6. Although traditionally round I like to make shapes out of my Welsh cakes, especially hearts, this batch is destined for our mothers for Mother’s Day so hearts seemed to be a perfect fit.
7. place them on your bake stone. I tend to do smaller batches because they are really easy to overcook and there is a chance some will burn while you are flipping the first ones if you do too many at once.
8. I use an icing spatula to flip mine but use what ever you have at hand a fish slice, a fork even! You want to flip them when they are golden, not quite at the brown stage.
When cooked your welsh cakes will be golden on each side but still squishy in the middle. My tip for a moist and fluffy Welsh cake is to wrap them in a tea towel while the are cooling. I place mine on a cooling rack so the steam moves around but doesn’t make the ones on the bottom soggy.
When cool I dip each side into a bowl of caster sugar, you can just sprinkle liberally if you prefer.
Tips and tricks
Half the recipe if you don’t want so many but be warned they don’t last long!
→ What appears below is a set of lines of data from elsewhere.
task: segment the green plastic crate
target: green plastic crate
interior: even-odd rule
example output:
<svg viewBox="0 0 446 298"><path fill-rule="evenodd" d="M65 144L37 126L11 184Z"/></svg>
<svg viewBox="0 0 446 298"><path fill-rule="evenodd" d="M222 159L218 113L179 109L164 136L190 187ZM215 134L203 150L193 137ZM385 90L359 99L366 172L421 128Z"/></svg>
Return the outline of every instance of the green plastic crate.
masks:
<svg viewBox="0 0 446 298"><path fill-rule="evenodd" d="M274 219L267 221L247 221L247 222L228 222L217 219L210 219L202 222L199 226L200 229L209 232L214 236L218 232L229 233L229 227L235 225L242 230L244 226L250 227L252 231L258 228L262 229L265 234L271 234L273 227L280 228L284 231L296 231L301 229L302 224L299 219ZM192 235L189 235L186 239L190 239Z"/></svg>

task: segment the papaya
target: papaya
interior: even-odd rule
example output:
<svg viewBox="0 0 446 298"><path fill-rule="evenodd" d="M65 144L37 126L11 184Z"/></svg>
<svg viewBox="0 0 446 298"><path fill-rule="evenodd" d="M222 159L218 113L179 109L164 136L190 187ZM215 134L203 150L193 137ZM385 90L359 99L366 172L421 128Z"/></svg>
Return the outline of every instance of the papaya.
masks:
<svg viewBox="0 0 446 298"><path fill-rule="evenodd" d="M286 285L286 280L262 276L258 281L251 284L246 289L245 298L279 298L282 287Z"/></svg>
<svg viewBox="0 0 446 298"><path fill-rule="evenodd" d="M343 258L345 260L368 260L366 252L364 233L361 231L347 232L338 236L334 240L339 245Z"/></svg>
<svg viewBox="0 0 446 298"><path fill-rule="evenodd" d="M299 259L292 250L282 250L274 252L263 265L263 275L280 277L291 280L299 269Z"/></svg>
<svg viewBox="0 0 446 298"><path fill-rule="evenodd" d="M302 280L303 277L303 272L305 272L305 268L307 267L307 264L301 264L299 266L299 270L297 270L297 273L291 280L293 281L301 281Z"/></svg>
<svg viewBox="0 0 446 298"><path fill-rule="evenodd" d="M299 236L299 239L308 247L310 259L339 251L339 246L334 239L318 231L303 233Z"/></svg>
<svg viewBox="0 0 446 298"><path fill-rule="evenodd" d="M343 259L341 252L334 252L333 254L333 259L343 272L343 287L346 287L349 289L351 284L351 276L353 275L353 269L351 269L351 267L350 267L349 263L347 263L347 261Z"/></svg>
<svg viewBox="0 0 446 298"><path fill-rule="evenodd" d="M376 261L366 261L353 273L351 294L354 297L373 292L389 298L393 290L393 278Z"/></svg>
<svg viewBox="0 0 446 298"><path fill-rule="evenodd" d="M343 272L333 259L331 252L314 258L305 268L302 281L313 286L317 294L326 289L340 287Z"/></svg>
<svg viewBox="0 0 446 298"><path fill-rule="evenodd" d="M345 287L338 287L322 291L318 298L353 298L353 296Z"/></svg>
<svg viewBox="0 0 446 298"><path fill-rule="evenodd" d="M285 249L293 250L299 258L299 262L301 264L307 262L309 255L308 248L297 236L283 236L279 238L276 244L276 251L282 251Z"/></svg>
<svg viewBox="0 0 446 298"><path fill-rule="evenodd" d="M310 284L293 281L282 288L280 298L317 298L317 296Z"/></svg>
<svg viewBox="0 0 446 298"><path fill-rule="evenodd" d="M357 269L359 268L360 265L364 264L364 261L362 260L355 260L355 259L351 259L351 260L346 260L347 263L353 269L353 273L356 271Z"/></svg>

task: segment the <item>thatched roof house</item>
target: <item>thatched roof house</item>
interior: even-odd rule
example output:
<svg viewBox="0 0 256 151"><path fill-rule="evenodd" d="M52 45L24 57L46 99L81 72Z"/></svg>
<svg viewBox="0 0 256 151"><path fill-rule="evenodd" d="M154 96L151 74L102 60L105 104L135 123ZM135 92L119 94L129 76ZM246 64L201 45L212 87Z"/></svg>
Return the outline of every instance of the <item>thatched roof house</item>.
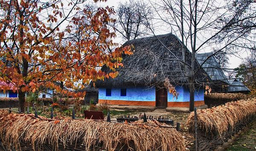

It might take a bit of playing to get the right temperature under your bake stone. Don’t be disheartened if your first batch is dark on the outside and practically raw on the inside. I have mine set on the lowest heat but all hobs are different.
I actually prefer mine slightly undercooked and still moist in the middle. Don’t be afraid of undercooking but do keep an eye on them as they get overcooked VERY quickly.
You can replace half the butter with lard if you want a shorter welsh cake, alternatively if you are vegan/dairy intolerant then use margarine.
Use as much or as little spice as you like, I just add a teensy bit or none at all.
Use chocolate chips instead of the fruit, or just leave plain.
Welsh cakes aren’t usually served with an accompaniment but taste divine (and extra naughty) spread with butter. You can also split them in half and make a jam sandwich with them.
I do hope you try this Welsh cake recipe, they really are something everyone should try at least once. Please let me know if there is something you’d like me to explain more below.